Vor zwei Jahren wurde Devrim G. vom Oberlandesgericht Frankfurt
wegen Vorwürfen aus dem Jahre 1998 zu zwei Jahren Freiheitsstrafe auf
Bewährung verurteilt. Der Pressemitteilung eines Verwandten zufolge, sei
er der Auflage des Gerichts, sich eine Beschäftigung zu suchen, gefolgt,
indem er sowohl für einen Catering- Service arbeitete als auch ein Abendgymnasium
besuchte, wo er eigentlich im kommenden Jahr das Abitur machen wollte.
Daneben droht dem in Deutschland geborenen und seit Jahren
hier lebenden Devrim G. auch die Abschiebung in die Türkei.

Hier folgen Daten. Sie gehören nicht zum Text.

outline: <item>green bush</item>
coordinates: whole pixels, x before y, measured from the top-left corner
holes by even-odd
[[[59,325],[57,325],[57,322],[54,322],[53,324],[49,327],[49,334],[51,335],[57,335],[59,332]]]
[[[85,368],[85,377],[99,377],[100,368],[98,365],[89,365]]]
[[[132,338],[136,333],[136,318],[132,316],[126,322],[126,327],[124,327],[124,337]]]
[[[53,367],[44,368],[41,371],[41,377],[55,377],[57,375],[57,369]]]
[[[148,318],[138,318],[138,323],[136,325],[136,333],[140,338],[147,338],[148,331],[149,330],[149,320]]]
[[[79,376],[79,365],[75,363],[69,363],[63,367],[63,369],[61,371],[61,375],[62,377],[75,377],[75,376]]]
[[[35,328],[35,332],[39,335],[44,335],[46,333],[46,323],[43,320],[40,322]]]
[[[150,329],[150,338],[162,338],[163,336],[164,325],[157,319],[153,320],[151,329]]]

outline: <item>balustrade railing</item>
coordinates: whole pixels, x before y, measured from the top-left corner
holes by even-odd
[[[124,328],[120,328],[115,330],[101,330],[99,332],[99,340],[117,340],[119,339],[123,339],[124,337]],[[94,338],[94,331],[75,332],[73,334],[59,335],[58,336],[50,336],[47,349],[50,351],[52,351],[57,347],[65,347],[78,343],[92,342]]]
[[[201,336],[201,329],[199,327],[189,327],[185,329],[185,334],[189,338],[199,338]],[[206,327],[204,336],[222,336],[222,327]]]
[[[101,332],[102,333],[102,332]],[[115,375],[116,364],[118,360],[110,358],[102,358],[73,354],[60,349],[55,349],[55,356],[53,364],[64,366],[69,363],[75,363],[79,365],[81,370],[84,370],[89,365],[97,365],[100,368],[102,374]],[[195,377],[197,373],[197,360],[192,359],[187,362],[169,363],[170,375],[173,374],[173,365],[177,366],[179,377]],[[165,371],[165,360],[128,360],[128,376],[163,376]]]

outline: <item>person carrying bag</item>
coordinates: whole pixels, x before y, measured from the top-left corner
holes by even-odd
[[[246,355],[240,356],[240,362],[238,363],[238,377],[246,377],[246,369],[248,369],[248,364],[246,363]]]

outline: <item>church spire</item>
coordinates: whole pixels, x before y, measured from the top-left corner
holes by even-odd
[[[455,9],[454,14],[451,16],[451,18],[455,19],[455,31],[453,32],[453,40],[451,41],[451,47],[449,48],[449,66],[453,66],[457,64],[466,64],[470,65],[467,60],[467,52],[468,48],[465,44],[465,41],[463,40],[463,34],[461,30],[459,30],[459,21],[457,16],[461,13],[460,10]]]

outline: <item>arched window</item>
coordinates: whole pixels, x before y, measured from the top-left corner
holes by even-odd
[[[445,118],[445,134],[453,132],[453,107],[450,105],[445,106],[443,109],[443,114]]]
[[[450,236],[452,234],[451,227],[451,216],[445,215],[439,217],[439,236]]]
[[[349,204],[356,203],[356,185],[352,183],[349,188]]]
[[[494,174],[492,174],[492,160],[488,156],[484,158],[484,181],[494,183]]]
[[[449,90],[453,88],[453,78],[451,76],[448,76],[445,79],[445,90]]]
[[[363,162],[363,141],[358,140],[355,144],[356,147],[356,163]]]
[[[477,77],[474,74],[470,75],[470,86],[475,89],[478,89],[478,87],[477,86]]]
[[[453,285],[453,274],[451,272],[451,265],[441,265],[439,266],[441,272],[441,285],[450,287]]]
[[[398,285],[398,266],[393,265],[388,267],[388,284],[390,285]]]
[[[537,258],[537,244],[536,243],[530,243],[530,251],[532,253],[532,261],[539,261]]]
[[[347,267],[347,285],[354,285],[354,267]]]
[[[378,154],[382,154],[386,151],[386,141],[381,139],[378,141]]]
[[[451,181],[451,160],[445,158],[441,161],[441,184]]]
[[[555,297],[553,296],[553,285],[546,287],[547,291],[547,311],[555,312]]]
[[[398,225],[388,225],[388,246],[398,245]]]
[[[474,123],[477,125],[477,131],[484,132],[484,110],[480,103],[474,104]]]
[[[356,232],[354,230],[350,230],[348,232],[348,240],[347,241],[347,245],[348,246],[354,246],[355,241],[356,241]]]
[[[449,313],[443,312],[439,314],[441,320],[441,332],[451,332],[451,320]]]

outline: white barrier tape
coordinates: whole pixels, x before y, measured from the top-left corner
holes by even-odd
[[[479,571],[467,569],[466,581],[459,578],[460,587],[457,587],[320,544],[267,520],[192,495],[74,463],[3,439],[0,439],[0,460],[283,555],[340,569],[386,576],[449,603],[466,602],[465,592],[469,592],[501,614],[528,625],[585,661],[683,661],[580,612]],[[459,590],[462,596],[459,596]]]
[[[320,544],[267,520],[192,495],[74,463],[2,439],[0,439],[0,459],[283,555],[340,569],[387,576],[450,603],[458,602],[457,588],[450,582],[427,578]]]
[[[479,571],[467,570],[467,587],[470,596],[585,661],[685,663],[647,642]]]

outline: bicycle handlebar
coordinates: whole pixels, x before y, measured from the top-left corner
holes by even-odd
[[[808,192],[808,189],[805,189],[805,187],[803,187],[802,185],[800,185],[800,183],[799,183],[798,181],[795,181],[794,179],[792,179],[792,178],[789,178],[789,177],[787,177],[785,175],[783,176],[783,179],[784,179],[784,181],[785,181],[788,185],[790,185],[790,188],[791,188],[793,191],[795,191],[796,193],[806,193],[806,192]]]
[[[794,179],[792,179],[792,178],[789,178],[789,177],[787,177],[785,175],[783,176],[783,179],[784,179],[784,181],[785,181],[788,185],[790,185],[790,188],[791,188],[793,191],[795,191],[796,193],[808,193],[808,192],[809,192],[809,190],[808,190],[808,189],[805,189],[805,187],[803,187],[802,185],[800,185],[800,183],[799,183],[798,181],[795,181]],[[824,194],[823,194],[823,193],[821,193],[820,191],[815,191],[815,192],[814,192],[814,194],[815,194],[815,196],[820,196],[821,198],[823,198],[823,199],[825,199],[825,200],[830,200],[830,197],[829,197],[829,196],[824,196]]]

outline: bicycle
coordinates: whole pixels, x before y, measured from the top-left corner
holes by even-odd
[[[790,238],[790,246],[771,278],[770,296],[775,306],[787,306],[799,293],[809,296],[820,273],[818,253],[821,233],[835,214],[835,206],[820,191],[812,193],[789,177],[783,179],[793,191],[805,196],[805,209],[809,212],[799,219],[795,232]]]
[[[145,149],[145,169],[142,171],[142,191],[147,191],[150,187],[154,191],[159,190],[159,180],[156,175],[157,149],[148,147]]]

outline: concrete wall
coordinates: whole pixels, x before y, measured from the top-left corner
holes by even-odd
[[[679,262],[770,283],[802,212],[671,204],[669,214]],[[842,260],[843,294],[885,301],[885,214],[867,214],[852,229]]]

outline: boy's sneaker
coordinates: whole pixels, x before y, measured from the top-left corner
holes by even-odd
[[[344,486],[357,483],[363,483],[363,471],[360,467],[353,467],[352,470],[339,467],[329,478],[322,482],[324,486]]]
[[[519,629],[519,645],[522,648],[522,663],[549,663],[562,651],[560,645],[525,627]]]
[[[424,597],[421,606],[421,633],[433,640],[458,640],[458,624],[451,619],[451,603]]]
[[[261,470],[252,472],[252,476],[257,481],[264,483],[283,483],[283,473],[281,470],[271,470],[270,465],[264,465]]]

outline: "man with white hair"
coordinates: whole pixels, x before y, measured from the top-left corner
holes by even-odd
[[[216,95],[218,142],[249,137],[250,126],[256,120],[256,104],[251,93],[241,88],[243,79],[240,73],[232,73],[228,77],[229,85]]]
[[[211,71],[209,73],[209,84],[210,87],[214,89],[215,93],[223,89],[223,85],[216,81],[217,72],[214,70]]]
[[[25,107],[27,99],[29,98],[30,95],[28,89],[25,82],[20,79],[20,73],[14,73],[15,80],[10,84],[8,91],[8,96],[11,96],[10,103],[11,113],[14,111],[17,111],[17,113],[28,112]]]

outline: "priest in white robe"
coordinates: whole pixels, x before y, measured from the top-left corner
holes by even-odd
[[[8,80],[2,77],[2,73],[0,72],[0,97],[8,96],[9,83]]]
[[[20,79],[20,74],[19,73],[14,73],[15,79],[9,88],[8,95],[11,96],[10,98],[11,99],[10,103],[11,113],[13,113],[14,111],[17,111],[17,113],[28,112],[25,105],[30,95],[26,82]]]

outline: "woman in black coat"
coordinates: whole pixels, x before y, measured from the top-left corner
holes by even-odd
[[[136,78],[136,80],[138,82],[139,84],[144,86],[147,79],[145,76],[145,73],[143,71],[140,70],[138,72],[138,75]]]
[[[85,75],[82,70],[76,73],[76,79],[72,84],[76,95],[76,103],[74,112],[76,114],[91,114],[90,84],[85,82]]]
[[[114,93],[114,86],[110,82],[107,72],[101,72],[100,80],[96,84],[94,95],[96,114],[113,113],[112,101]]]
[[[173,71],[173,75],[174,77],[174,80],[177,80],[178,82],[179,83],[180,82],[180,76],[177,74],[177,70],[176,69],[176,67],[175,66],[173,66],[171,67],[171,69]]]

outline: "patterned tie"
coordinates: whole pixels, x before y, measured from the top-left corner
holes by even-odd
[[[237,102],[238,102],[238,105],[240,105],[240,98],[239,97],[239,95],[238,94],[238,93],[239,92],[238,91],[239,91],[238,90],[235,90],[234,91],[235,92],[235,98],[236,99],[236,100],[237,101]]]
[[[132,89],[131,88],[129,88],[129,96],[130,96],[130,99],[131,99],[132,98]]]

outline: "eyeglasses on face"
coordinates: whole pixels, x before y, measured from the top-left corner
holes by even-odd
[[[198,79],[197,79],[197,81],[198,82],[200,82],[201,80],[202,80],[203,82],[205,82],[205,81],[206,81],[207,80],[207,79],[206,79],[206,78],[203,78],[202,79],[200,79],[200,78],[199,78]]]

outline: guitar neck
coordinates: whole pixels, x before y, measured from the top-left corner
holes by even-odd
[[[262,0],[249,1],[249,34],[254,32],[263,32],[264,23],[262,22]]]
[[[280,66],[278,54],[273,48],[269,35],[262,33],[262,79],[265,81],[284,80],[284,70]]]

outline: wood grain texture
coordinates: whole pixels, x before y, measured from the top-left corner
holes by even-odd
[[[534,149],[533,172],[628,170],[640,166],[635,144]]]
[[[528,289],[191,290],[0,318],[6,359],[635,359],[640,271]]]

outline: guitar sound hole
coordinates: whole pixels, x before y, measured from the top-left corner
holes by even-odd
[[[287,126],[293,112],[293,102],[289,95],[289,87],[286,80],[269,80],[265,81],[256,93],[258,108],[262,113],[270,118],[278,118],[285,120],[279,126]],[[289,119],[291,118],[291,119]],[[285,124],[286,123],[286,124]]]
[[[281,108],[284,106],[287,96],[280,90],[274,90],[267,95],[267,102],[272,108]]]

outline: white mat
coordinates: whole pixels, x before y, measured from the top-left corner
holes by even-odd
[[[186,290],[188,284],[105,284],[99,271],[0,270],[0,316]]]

Innerhalb
der letzten zwei Jahre soll ihm das Regierungspräsidium Karlsruhe zweimal
die Ausweisung angedroht haben. Dessen Verwandter, Arif Rüzgar,
vermutet jedoch, dass mit dem von der Bundesanwaltschaft erhobenen Terrorismusvorwurf
die Abschiebung von Devrim G. erleichtert werden soll.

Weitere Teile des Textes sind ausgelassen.